Belçika’daki Flaman hükümetinin Birlikte Yaşama Bakanı Bart Somers, geçen hafta başında Belçika İslam Temsil Kurulu’nun “iş birliği yapmaması” gerekçesiyle yaklaşık 3 yıldır bekletilen 75 camiye onay verilmeyeceğini belirtti.
Üstün, AA muhabirine yaptığı açıklamada, camilerin tanınmasının bölgesel hükümetlerin yetkisinde bir konu olduğunu ifade etti.
(Fransızca konuşan bölgedeki) Valon ve Flaman hükümetlerinin 2012’den beri tek bir camiyi tanımadıklarını vurgulayan Üstün, “Bu dosya sadece Brüksel bölgesinde ilerledi. Önceki Bakan, camileri tanımayacağını, ibadethane kriterlerini değiştireceğini belirterek dosyayı rafa kaldırmıştı. Kriter değişikliği, bir kanuna dönüştürüldü. İçeriği bakımından camilerin tanınmasının zorlaştırılmasını sağladılar ve bizi ayrımcılığa tabi tuttular.” ifadesini kullandı.
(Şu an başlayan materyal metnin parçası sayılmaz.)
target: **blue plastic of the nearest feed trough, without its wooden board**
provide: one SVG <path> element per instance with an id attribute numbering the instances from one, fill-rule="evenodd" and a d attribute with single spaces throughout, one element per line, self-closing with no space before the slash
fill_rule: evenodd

Üstün, 2 yıl önce göreve gelen Bakan Bart Somers’in süreci eskisine döndürerek 4 yıllık bekleme süresini kaldıracağını ifade etmesiyle Aralık 2021’de yeni bir kanunun yürürlüğe girdiğini belirterek, şöyle devam etti:
“75 camiyi daha erken bir dönemde 4 yıllık bekleme süresi olmaksızın tanıtabilmek için çalışmalara başladık. Bakan’la ve kabinesiyle son açıklamasından bir gün öncesine kadar çok önemli ve sağlıklı diyalog içerisinde bu dosyayı sürdürdük. Nisanda nihayete erdirerek bu 75 caminin tanınmasını sağlamayı planladık fakat Bakan’ın hafta başındaki çıkışı bizim için de fevkalade sürpriz ve üzücü oldu.”
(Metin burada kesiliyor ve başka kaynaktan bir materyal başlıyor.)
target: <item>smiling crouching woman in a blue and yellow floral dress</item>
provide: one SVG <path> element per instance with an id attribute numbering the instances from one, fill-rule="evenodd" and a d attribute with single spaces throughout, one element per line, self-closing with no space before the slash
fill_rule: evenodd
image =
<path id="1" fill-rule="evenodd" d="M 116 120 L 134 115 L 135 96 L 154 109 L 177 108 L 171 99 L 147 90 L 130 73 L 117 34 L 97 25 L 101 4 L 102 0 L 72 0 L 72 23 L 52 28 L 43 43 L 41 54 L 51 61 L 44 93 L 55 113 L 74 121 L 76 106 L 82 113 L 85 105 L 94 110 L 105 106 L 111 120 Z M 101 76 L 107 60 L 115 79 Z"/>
Somers’e, Kurul’u iş birliği yapmamakla suçlamasıyla ilgili bir mektup gönderdiğini aktaran Üstün, şunları kaydetti:
“Bu çıkışın sebeplerine gelince yine maalesef politik olduğunu değerlendiriyorum. 75 cami, siyasi nedenlerle onay alamıyor. Adalet Bakanı ile bu camileri tanımaktan sorumlu Bakan aynı siyasi partiden oldukları için duygusal bir dayanışma içerisinde oldukları kanaatindeyim. Müslümanlar, yine bir politik manevranın maalesef kurbanı oldular.”
İdari yargı süreci açık olacak
Belçika Adalet Bakanı Vincent Van Quickenborne de 18 Şubat’ta yaptığı açıklamada, seçimlerini 2020’de yapması gerekirken yapmadığı gerekçesiyle mevcut yönetimin görevden alınması yönünde idari süreç başlattığını duyurmuştu. Bu kapsamda, Kurul’un yönetiminin belirlenen sürede kendisine getirilen eleştirilere yanıt vermesi bekleniyor. Bunu takiben Adalet Bakanlığının alabileceği olumsuz bir karara karşı da idari yargı süreci açık olacak.
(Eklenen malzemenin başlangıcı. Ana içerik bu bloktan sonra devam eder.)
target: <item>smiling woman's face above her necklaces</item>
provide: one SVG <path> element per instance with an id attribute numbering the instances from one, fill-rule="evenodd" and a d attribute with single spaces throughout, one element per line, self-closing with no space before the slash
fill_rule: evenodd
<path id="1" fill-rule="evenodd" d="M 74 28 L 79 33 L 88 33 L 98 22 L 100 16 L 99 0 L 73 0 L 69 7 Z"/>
Van Quickenborne’nin açıklamaları özellikle aşırı sağcı kesimlerden destek alırken, onu eleştiren sesler de duyuluyor.
Teoloji Profesörü Werner De Saeger, İslam’ın yapı itibarıyla diğer dinlerden farklı olduğunu, Belçika’daki Müslümanların çok farklı sosyal ve kültürel kökenlerden geldiğini, tepeden inmeci yaklaşımlardan ve “modern İslam” gibi kavramların dayatılmasından kaçınılmasının uygun olacağını belirtiyor.
De Saeger, bu nedenle olası sonuçlarını yeterince düşünmeden Kurul ile ilgili adım atma konusunda dikkatli olunması gerektiğini ifade ederek, Bakanı “müdahaleci” bir tutum içinde olmakla eleştiriyor.
Türkiye Cumhuriyeti Brüksel Büyükelçiliğinin de bu kapsamda “Türkiye üzerinden siyaset yapılmaması” yönünde Belçika makamlarına görüşlerini aktardığı biliniyor.
11 milyon 400 bin nüfuslu Belçika’da 1 milyon kadar Müslüman yaşıyor. Bunların 450 bini Faslılar, 300 bini Türklerden oluşuyor. Belçika İslam Temsil Kurulu Başkanı Üstün, şimdiye kadar 90 camiyi Belçika makamlarına tanıtabildiklerini bildirmişti.